Terlambat, semua sudah pergi, begitu juga dengan Sarkawi. Dia melenggang memasuki gang menuju rumahnya. Sekilas dalam pandangan ada seseorang tengah mencuri jemuran tetangganya. Tapi Sarkawi tidak peduli. Beberapa orang tetangga, ibu-ibu yang melihat kedatangan Sarkawi langsung menyambutnya dengan hangat. Sarkawi hanya tersenyum-senyum. Lalu dia berjalan menuju rumahnya. Hanya ada ibunya di dalam.
 "Bapak ke mana, Bu?"
"Ada pertemuan," ibunya tidak terlalu kaget dan menyambut kedatangan Sarkawi, "Kamu belum jadi apa-apa sudah berani pulang?"

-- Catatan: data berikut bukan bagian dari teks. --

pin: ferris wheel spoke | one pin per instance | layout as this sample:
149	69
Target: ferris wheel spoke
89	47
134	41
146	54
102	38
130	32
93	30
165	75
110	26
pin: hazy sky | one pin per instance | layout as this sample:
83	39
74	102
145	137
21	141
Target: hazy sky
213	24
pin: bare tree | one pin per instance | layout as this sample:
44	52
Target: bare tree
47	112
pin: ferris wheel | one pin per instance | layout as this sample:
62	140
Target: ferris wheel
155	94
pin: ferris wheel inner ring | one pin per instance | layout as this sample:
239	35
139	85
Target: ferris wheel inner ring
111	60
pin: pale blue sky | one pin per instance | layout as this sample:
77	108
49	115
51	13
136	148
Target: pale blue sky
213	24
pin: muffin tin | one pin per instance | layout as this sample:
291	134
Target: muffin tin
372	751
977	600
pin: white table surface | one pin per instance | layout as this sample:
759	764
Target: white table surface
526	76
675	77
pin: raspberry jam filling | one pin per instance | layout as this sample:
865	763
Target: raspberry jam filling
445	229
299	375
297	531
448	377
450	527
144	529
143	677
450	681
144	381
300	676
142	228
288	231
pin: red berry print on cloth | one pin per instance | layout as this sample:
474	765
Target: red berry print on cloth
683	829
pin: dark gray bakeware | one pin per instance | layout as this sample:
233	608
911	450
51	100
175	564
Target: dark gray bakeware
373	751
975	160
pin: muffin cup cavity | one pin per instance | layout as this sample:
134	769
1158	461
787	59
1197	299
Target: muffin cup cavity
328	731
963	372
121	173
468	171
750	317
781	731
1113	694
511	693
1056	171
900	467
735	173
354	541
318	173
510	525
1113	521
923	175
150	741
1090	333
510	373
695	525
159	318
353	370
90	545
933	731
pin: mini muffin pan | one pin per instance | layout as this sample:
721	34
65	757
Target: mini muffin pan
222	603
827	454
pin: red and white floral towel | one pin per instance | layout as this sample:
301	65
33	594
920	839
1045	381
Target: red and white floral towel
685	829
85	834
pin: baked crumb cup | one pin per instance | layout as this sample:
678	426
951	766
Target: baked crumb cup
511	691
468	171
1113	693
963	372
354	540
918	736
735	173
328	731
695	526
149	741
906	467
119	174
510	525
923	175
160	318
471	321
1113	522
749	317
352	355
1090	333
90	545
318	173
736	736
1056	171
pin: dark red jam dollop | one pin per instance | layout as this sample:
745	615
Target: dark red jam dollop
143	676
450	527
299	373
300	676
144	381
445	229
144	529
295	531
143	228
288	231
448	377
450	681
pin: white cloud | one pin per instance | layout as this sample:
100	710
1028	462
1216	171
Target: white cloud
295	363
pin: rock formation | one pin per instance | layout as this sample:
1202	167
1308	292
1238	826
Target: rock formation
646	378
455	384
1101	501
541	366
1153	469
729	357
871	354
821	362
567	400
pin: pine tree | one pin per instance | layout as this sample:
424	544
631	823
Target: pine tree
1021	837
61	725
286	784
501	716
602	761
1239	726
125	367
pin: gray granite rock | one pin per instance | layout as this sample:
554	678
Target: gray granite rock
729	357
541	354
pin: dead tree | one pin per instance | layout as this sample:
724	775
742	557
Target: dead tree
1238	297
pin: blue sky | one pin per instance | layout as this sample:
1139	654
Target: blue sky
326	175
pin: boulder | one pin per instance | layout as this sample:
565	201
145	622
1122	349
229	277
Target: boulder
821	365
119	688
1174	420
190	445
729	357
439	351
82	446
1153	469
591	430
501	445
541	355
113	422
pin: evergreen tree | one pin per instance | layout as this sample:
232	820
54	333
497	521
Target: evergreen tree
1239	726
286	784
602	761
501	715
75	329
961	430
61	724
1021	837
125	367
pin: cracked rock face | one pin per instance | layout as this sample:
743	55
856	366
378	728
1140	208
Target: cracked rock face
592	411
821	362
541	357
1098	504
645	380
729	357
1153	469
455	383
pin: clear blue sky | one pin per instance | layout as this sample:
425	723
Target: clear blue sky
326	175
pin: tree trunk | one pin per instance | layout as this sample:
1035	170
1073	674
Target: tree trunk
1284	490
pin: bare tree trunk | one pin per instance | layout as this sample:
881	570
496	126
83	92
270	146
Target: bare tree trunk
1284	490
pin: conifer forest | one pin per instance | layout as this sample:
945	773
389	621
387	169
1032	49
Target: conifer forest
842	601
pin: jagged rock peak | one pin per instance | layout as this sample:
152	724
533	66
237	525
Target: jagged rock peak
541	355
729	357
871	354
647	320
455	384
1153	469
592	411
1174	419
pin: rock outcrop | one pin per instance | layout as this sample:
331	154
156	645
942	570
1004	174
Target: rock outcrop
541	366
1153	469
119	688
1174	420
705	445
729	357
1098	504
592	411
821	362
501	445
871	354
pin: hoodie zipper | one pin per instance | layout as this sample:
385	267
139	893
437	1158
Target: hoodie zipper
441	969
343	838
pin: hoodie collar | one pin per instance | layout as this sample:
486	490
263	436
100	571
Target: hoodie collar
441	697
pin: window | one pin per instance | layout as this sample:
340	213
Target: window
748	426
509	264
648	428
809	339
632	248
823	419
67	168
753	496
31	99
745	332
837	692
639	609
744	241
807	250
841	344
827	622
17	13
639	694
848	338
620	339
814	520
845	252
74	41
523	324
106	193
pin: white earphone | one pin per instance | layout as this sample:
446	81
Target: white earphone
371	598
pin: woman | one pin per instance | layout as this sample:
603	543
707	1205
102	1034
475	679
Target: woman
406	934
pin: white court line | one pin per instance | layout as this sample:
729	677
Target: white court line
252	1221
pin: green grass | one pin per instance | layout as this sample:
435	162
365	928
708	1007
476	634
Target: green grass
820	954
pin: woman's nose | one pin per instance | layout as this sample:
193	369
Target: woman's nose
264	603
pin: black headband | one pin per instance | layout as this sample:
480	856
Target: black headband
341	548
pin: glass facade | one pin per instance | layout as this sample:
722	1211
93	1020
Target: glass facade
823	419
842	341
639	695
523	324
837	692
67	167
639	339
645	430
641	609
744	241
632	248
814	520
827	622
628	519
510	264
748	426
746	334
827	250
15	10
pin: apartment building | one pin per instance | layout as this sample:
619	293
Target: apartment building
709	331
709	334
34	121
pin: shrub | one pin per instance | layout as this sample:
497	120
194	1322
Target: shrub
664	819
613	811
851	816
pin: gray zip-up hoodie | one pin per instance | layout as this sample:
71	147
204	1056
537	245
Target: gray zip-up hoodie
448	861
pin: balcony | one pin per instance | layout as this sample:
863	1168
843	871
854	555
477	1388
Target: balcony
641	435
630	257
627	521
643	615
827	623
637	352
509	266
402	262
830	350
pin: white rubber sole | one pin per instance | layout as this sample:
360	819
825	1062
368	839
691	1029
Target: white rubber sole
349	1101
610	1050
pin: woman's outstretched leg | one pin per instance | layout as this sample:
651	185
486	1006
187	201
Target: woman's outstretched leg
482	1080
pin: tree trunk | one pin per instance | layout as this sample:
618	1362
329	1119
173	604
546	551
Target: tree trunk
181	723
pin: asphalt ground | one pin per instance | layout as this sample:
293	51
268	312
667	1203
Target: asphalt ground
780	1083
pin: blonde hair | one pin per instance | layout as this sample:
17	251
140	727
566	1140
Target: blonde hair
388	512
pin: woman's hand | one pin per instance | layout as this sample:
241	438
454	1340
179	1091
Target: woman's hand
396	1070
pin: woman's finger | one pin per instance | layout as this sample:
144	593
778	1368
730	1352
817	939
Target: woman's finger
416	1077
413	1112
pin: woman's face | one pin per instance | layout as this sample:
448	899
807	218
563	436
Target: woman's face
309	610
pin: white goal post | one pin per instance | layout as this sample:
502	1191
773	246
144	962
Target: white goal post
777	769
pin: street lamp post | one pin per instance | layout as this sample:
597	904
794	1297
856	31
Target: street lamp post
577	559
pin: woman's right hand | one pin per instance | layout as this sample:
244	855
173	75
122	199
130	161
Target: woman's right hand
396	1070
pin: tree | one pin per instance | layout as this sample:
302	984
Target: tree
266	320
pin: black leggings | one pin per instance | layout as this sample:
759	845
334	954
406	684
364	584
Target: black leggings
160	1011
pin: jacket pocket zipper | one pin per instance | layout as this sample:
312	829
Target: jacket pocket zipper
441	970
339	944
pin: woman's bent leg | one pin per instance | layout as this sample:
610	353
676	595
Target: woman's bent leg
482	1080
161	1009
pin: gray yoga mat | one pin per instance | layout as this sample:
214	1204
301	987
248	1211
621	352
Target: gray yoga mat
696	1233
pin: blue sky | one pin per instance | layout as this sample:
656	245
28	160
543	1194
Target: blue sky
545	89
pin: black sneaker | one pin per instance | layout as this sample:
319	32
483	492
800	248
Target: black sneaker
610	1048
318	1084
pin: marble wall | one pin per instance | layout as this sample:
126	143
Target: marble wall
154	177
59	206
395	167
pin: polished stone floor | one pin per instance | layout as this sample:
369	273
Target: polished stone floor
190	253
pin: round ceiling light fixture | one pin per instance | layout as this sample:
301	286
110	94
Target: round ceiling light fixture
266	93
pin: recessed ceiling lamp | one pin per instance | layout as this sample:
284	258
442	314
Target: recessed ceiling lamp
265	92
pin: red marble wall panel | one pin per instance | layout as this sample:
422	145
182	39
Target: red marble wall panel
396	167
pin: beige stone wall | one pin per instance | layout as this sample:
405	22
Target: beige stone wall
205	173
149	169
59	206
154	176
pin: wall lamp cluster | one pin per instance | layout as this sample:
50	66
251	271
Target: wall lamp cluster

"Saya pulang karena mendengar Bapak kecurian."
"Cuma tv dan radio. Sekarang sudah ada gantinya. Kan tempo hari Bapak jual kerbau."
Sarkawi tersentak, "Kerbau siapa Bu? Sejak kapan Bapak ngurus kerbau?"
"Kerbau pak Munir. Bapakmu kerja sama dengan orang jagal. Dibilang kerbaunya mau mati, makanya dijual saja. Bapakmu dapat untung separo karena pak Munir tahunya kerbaunya mau mati. Begitulah orang kaya yang tidak tahu keadaan hartanya sendiri. Tapi tidak apa-apa.Â
Pak Munir kan sudah kaya dengan jual beras dan klontong di pasar. Beras lama diolah lagi supaya jadi bagus, timbangan dikasih pemberat. Sama-sama nyuri lah," si ibu menuangkan air panas ke dalam cangkir. Aroma kopi menyeruak ke hidung Sarkawi. Aroma yang sudah lama dikangeninya. Ibunya memang pandai membuat kopi. Katanya tekniknya dia curi di tukang kopi di daerah Soreang. Mungkin di kampung ini hanya ibunya yang lihai membuat kopi.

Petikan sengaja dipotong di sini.